The term selective modulators of nuclear receptors refers to ligands that regulate transcriptional programs resulting in a desired phenotype. An example of this strategy was the development of selective estrogen receptor modulators (SERMs) such as the drug raloxifene,10,11 which has beneficial estrogen effects including maintenance of bone density while exhibiting anti-estrogen effects in other tissues (e.g., minimizing uterine proliferation). In the case of PPARγ, a selective PPARγ modulator (SPPARM) would be a potent insulin sensitizer that would not induce weight gain or increase adipocity and plasma volume. One such example is the PPARγ ligand MCC-555. This TZD PPARγ modulator was shown to be a potent antidiabetic compound with a tenfold lower binding affinity for PPARγ than the TZD full agonist rosiglitazone (BRL49653).12,13 The degree of PPARγ agonism induced through binding of MCC-555 was shown to be context specific; in certain cases, MCC-555 functioned as a full agonist, and in other cellular systems the ligand behaved as a partial agonist or antagonist. In coactivator recruitment assays, MCC-555 exhibited a 10–50-fold reduction in the potency for steroid receptor coactivator-1 (SRC-1) recruitment when compared to rosiglitazone. More recently, a number of non-TZD PPARγ partial agonists have been described. Fmoc-L-leucine (F-L-Leu) is a unique PPARγ ligand characterized by the fact that two molecules F-L-Leu bind to each PPARγ molecule.14 The compound was shown to improve insulin sensitivity in db/db mice but with lower adipogenic activity as compared to rosiglitazone. F-L-Leu demonstrated differences in coactivator recruitment as compared to rosiglitazone.

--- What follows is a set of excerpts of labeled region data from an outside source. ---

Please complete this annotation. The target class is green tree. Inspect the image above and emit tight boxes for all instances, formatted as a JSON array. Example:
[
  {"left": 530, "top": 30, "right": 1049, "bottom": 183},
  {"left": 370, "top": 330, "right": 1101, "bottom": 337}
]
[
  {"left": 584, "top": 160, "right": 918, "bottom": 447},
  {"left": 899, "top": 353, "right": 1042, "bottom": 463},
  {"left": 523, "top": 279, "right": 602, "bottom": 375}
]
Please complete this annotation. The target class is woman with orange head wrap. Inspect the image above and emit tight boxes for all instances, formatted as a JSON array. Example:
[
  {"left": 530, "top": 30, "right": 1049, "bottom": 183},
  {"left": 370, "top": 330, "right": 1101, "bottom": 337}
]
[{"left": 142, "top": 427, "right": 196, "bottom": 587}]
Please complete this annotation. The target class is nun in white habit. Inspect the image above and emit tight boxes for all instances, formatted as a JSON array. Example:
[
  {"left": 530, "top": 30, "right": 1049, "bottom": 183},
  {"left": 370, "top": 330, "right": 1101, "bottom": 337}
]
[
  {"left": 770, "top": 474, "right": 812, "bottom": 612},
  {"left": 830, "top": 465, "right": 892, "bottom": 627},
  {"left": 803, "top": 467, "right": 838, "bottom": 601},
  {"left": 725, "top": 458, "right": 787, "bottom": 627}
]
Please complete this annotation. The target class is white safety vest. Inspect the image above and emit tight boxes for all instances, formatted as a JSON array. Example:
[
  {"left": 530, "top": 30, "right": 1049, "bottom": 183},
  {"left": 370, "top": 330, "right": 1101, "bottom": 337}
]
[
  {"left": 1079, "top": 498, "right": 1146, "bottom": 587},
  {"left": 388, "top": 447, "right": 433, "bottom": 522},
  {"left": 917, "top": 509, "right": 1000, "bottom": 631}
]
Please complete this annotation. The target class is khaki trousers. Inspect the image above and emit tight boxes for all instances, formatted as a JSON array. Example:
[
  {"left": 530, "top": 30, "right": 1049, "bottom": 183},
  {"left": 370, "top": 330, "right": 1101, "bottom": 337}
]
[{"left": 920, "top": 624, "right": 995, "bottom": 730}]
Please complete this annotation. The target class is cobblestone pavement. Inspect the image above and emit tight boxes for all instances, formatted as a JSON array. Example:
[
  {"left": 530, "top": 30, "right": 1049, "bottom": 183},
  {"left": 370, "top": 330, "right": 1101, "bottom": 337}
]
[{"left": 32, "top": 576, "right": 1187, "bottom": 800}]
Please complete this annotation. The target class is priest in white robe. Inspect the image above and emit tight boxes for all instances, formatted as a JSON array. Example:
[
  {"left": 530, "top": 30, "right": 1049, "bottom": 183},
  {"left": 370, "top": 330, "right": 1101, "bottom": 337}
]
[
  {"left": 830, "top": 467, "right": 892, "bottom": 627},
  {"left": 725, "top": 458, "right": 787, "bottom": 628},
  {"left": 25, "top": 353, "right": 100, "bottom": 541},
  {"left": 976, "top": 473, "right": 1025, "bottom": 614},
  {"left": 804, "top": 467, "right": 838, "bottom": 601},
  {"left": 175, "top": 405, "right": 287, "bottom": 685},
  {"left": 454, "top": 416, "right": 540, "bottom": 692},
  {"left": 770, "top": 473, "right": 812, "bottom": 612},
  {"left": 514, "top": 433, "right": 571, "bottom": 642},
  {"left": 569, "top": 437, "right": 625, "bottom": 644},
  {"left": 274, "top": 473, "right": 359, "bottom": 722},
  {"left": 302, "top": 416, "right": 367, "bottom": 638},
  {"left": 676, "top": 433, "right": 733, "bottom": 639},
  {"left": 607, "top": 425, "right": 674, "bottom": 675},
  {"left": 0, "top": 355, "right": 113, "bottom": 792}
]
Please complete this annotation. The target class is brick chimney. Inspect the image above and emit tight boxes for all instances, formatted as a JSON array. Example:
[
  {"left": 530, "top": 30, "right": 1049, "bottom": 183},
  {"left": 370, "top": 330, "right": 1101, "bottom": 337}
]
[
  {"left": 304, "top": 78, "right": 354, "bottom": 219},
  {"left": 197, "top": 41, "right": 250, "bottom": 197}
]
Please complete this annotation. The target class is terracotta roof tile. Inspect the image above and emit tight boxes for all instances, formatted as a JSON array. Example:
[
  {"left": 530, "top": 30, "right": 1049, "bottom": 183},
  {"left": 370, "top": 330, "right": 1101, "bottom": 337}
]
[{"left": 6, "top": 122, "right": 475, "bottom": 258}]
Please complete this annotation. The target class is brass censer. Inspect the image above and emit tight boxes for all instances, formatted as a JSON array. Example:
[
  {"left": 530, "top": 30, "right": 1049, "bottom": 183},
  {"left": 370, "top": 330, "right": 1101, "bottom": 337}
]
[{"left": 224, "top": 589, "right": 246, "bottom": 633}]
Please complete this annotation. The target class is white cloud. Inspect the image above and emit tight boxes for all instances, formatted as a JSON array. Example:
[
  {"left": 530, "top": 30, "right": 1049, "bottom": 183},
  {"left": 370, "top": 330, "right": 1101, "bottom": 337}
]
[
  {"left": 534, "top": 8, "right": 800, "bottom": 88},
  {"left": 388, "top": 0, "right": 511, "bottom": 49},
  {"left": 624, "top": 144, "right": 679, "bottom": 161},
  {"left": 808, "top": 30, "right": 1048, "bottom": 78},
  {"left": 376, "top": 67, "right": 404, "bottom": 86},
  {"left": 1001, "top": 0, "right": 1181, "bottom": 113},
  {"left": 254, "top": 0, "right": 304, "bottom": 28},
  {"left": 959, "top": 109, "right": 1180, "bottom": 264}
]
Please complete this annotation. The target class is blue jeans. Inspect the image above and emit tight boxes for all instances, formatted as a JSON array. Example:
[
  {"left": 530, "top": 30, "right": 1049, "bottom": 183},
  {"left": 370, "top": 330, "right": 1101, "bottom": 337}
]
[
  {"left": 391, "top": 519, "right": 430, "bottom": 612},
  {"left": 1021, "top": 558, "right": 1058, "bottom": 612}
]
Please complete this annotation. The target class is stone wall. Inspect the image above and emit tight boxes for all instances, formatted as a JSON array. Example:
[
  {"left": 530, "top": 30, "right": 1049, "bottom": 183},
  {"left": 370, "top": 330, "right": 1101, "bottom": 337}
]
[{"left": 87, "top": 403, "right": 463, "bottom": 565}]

The recurring observation of coactivator recruitment and the selectivity of PPARγ modulators reinforces the theory that structural changes within the PPARγ LBD induced by ligand binding result in differential recruitment of coactivators directly leading to changes in gene expression patterns; this would account for the retention of insulin sensitization, but reduced adipogenesis of SPPARMs. In support of this theory, results of a protease protection assay indicated a change in stability of the LBD between PPARγ bound with F-L-Leu, and rosiglitazone.14
Berger and co-workers described a non-TZD PPARγ partial agonist, referred to as nTZDpa.12 The compound was a tight binder of PPARγ (Ki ~ 10 nM) and was a potent insulin sensitizer, yet demonstrated weak transactivating potential in the context of a specific cellular reporter assay. The compound showed selectivity for PPARγ over α and δ and was able to antagonize the activity of γ full agonists. Importantly, the work described the first direct measurement of a change in the dynamics of the receptor LBD between PPARγ bound to a full and a partial agonist. Solution-phase NMR spectroscopy demonstrated that rosiglitazone and nTZDpa both stabilize PPARγ-LBD with respect to Apo-LBD, with rosiglitazone providing the most stable conformation, or subset of conformers. More recently, the same group described two compounds of particular interest,15 regioisomeric benzoyl-2-methyl indoles that differ in structure by the position of a single lactic acid group (ortho vs. meta). This subtle structural difference of the ligand is enough to switch the functional activity of the molecule from full to partial agonism.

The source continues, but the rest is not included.